Au moment de l’intervention de la Force Covid-19, par exemple, 66.000 familles étaient menacées de famine dans la moitié nord et centre du pays, selon les informations émanant du pouvoir même et confirmées par les partenaires au développement.
S’égosiller sur la baisse de la pauvreté alors qu’elle s’étend a été une erreur du ministre Hott contredit par ses propres services et les partenaires communautaires ; de même pour certains pigistes comme Youssou Diallo qui se fend d’un article et se fait inviter au Jp du 15 de la RTS et du 16 de la Rfm.
Au total, malgré la baisse du taux de pauvreté, le nombre de pauvres a augmenté au Sénégal (5.832.008 en 2011 contre 6.032.379 en 2018), selon l’enquête harmonisée sur les Conditions de Vie des Ménages (EHCVM) au Sénégal publié par l’Union monétaire ouest-africaine en pleine polémique.
Il en est ainsi au cours de ces trente dernières années.
Deux enseignements des différentes études au cours de la période depuis 1991 démontrent en effet une croissance concomitante de la pauvreté et de la démographie ; l’étude sur les priorités (Esp) et sur les ménages (Esm I et II) ramène le Sénégal à son niveau économique de 1960 : l’écart entre l’importance des investissements et la faiblesse des performances donnait 30% des ménages en dessous du seuil de pauvreté.
Les considérations restent les mêmes autour de la dépense nécessaire à l’acquisition de calories/jour et un montant par habitant et par mois (République du Sénégal, Ministère des Finances, Direction de la Statistique, 1991-Le Soleil N° 9268 des 21 et 22 avril 2001).
Le programme national de lutte contre la pauvreté, qui s’appuyait sur le Programme Intérimaire du Secteur agricole (PISA), montrait déjà un écart entre l’importance des investissements et la faiblesse des performances du secteur.
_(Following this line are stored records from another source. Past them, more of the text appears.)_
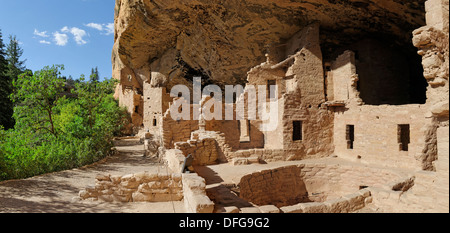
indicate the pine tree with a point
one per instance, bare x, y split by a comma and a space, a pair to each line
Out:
6, 106
14, 52
95, 76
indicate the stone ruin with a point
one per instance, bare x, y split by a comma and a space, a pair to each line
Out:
352, 91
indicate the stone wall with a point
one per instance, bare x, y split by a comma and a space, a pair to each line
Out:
347, 204
149, 187
204, 151
376, 138
291, 185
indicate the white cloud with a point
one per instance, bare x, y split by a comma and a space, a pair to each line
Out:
78, 35
61, 39
95, 26
41, 34
65, 29
108, 28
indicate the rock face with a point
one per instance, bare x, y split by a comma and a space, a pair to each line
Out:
167, 41
365, 81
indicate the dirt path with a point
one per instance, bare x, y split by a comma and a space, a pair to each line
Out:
57, 192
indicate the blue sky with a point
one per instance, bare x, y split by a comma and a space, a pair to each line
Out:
76, 33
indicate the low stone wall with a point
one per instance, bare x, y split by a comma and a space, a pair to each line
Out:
287, 186
141, 187
346, 204
195, 198
174, 159
203, 150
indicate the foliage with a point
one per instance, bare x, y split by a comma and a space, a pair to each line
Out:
58, 127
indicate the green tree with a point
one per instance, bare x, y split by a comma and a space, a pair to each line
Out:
95, 76
14, 53
6, 106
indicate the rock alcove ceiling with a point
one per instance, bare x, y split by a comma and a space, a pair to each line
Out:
222, 40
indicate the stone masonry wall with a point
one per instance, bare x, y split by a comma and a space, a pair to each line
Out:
376, 135
312, 183
141, 187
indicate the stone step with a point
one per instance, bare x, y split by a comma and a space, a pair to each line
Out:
127, 142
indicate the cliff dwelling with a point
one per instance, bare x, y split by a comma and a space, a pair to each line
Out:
361, 90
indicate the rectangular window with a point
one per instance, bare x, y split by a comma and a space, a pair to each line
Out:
404, 137
270, 94
297, 131
244, 129
350, 136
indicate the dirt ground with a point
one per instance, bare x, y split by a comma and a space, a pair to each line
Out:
58, 192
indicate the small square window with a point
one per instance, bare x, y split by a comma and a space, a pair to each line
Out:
404, 137
297, 131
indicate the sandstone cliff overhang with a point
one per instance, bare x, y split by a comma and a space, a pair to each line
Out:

Le seuil de pauvreté y est considéré comme la dépense nécessaire à l’acquisition de 2.400 calories/jour et par personne dans le ménage. En se basant sur cet indicateur, l’enquête concluait que 75% des ménages pauvres sont localisés en milieu rural et que 58% des ménages ruraux sont pauvres (R. Sénégal, Ministère des Finances, Direction de la Statistique, 1991). Etudié sous l’angle de dépenses alimentaires, le seuil de pauvreté est évalué en 1992 à 3.324 F. CFA par habitant et par mois, alors que, dans la réalité, cette dépense était située à 2.247 F CFA, soit 32% en deçà du minimum jugé vital pour la satisfaction des besoins en calories.
L’analyse technique de la pauvreté invitait à des pratiques plus globalisantes en dépassant le cadre purement épidémiologique pour investir les aspects socio-anthropologiques, ethnographiques et politiques.
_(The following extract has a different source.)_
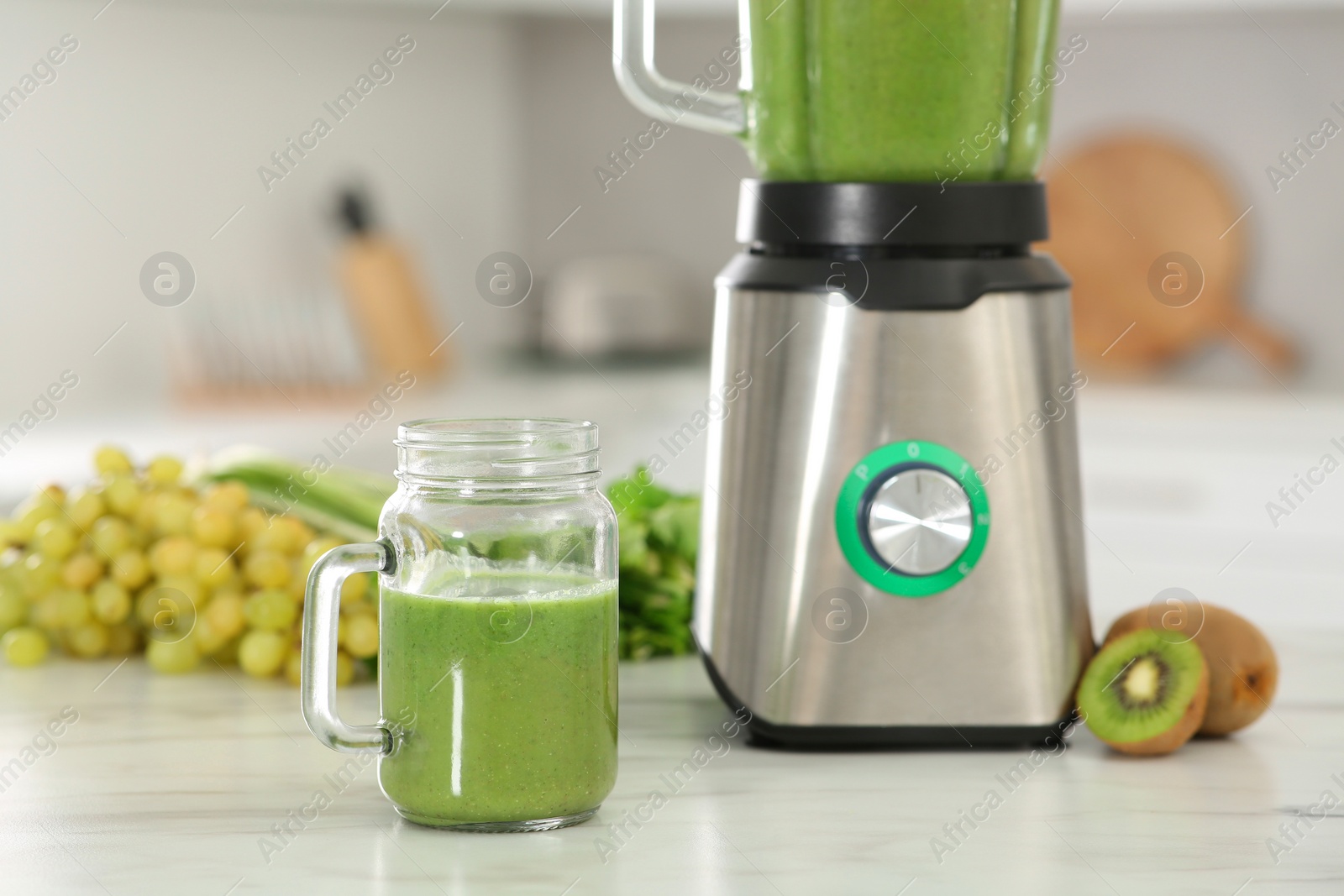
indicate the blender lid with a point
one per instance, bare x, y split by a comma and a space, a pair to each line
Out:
891, 214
La pauvreté a également eu pour conséquence une responsabilisation plus accrue des femmes qui ont marqué une présence plus prononcée sur la scène économique lorsque le chef de famille perd ce qui faisait la source principale de son autorité : l’argent. Ainsi, sur une population majoritairement féminine (4.123.759 contre 3.760.498 hommes), les 777.931 chefs de ménage comprennent désormais 20% de femmes ( ESAM, 1991).
En cette avant-veille de joutes, confirmer l’exclusion est dangereux mais pas nouveau. La communication autour a encore une fois été mal gérée.